Later this month, money managers, pension funds, brokers, banks and other participants in the foreign-exchange market will be asked to sign off on an FX Global Code of Conduct that industry sources said will result in more information to assess execution quality and trading cost.
However, more information won't necessarily translate into better execution or cost savings for pension funds and other asset owners that will continue to have the responsibility for monitoring their FX trades, they said.
“The real takeaway from the code is "buyer/seller beware,'” said James Singleton, founder and CEO of Curex Group Holdings LLC, a New York-based FX execution services and data analytics provider. “It's not focused enough on the resolution of conflict and fairness ... If I'm an asset owner or a buy-side manager, what does the code do for me other than warn me?”
Added Alex Dunegan, CEO and founder, Lumint Currency Management, Boston, “It's a good start, but with these principles — and they're good principles — you have to have some teeth and be able to enforce this. There's a lot of leeway in there.

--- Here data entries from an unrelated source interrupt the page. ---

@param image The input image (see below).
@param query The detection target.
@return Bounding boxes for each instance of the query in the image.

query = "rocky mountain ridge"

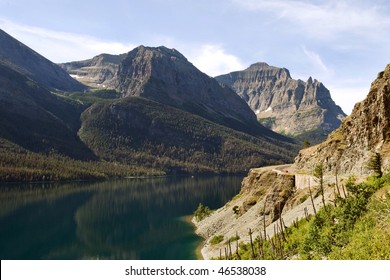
[0,30,298,177]
[195,63,390,259]
[59,53,127,88]
[295,63,390,176]
[111,46,266,135]
[0,29,86,92]
[216,63,346,143]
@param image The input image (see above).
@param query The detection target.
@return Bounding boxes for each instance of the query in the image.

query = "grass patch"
[210,235,224,245]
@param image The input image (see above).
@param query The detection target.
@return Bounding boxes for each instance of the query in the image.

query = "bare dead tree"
[249,228,255,259]
[258,232,263,259]
[308,178,317,215]
[263,197,267,241]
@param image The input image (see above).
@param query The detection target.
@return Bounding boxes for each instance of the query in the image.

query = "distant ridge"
[216,63,346,143]
[295,63,390,176]
[0,29,86,91]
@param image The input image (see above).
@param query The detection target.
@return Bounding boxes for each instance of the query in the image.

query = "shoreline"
[182,215,204,260]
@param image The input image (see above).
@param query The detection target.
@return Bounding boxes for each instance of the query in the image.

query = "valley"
[1,27,389,261]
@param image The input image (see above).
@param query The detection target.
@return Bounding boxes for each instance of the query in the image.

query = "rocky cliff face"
[195,165,331,259]
[295,63,390,176]
[111,46,271,135]
[59,53,126,88]
[216,63,346,142]
[0,29,86,92]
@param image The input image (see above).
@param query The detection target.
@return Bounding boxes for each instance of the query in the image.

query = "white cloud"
[0,18,136,62]
[1,19,244,77]
[231,0,390,41]
[189,44,245,77]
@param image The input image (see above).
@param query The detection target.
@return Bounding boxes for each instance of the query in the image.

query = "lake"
[0,175,242,260]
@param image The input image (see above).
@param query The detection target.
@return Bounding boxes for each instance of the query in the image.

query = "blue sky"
[1,0,390,114]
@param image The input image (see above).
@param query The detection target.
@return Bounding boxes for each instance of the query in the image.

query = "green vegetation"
[227,234,240,243]
[65,89,122,106]
[80,97,298,174]
[294,128,330,146]
[194,203,213,222]
[0,139,164,182]
[219,173,390,260]
[303,140,311,148]
[258,117,276,129]
[366,152,383,178]
[210,235,224,245]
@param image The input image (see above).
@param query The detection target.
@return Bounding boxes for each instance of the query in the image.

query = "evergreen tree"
[367,152,382,178]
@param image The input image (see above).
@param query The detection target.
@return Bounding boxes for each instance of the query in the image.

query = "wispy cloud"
[0,18,136,62]
[301,46,330,75]
[231,0,390,41]
[1,19,244,77]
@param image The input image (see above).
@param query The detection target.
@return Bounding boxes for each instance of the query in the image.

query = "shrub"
[210,235,224,245]
[194,203,213,222]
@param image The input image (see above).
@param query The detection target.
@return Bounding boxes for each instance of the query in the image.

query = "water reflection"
[0,176,241,259]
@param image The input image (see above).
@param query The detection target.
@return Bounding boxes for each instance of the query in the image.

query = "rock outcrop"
[216,63,346,142]
[195,165,333,259]
[295,63,390,176]
[59,53,126,88]
[111,46,278,135]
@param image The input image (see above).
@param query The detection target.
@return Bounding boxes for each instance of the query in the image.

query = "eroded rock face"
[59,53,127,88]
[216,63,346,141]
[295,64,390,176]
[195,167,295,243]
[111,46,264,133]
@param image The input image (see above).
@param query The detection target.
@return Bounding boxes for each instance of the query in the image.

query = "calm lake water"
[0,176,242,260]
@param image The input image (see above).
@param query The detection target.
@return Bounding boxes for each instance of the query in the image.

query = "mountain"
[59,53,127,88]
[0,63,94,159]
[295,63,390,176]
[78,96,297,173]
[0,30,299,179]
[110,46,269,135]
[195,63,390,260]
[0,29,86,92]
[216,62,346,143]
[61,46,299,173]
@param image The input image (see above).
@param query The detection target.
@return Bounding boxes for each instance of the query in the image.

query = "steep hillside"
[111,46,272,136]
[0,30,299,179]
[216,63,346,142]
[59,53,126,88]
[0,63,94,160]
[0,29,86,92]
[196,63,390,260]
[295,63,390,176]
[79,97,297,174]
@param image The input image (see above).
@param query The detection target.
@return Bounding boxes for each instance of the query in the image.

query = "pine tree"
[367,152,382,178]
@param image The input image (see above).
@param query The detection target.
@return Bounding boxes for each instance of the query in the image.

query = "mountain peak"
[0,29,86,91]
[129,45,189,63]
[215,63,345,142]
[295,63,390,176]
[112,46,265,134]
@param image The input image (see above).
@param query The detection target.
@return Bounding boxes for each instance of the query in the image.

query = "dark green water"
[0,176,242,260]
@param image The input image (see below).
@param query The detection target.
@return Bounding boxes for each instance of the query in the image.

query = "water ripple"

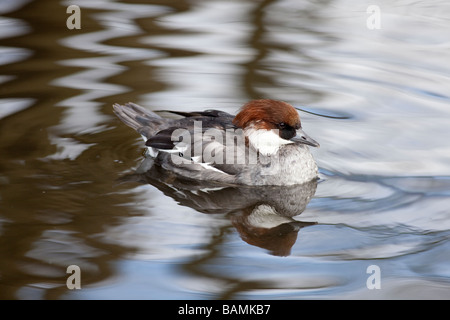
[1,0,450,299]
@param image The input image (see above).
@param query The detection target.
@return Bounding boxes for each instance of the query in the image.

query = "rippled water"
[1,0,450,299]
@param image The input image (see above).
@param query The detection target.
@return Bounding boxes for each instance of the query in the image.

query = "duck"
[113,99,319,185]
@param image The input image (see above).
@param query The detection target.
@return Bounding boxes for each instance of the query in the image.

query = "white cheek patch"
[245,128,293,156]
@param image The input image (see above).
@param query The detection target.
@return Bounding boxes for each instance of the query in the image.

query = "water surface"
[1,0,450,299]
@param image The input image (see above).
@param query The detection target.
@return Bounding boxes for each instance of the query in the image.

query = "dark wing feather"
[145,128,179,149]
[145,110,236,150]
[160,109,232,118]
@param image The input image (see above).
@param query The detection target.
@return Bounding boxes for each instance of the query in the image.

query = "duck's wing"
[114,104,242,182]
[144,109,236,152]
[145,115,246,177]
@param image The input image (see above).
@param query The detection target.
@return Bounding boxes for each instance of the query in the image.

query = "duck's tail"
[113,102,166,139]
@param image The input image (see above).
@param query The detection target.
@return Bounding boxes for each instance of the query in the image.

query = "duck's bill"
[292,128,320,147]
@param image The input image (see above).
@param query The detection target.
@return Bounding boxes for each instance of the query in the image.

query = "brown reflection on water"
[0,0,332,299]
[242,0,331,101]
[0,0,155,299]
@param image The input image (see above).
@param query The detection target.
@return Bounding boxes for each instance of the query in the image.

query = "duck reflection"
[122,158,318,256]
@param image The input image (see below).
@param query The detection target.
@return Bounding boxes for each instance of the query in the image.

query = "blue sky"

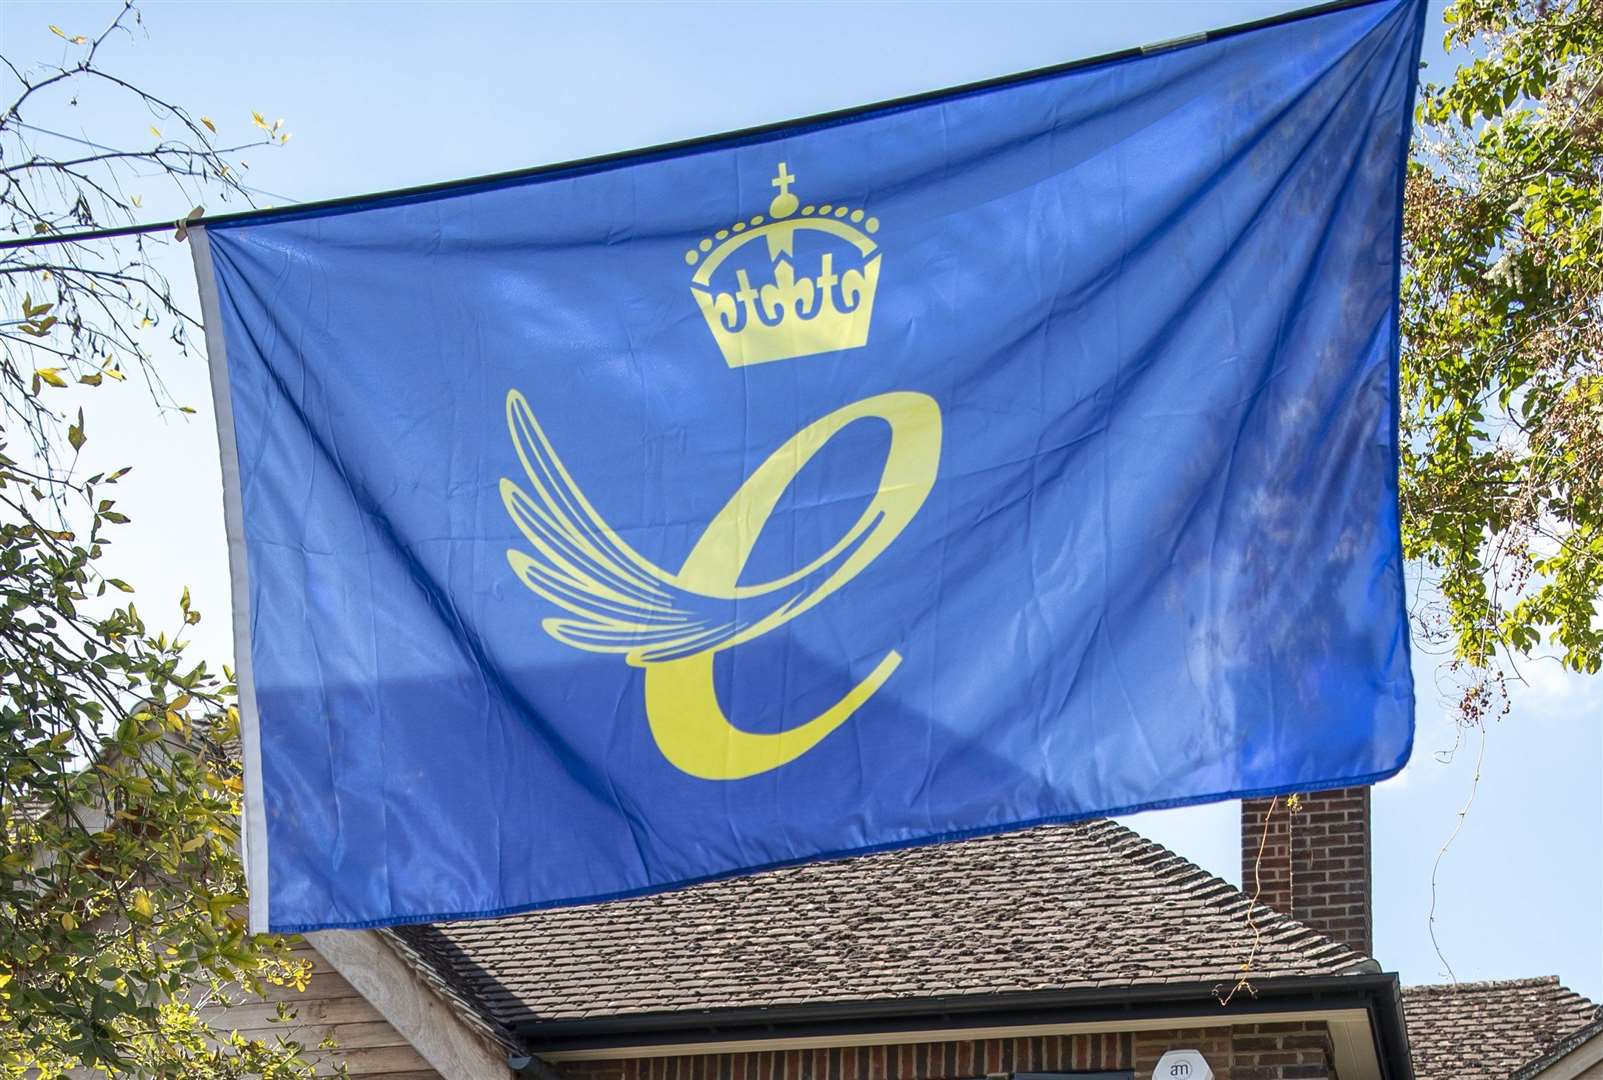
[4,0,1597,999]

It'd be difficult for a pension fund or an endowment to look at what a manager or custodian or broker does and say that they're sure the code is being followed.”
A final version of the code is scheduled to be released May 25. According to a final draft provided to Pensions & Investments, the code will have six principles for the FX industry:
- Ethical behavior, to avoid conflicts of interest;
- A governance framework for market participants, including internal oversight and controls by signatories;
- Fair and transparent execution of trades;
- Guidelines for what data can be disclosed and what must be held confidential, such as client information;
- Risk management and compliance, with regular reporting and maintenance of robust compliance mechanisms; and
- Efficient and transparent confirmation and settlement processes.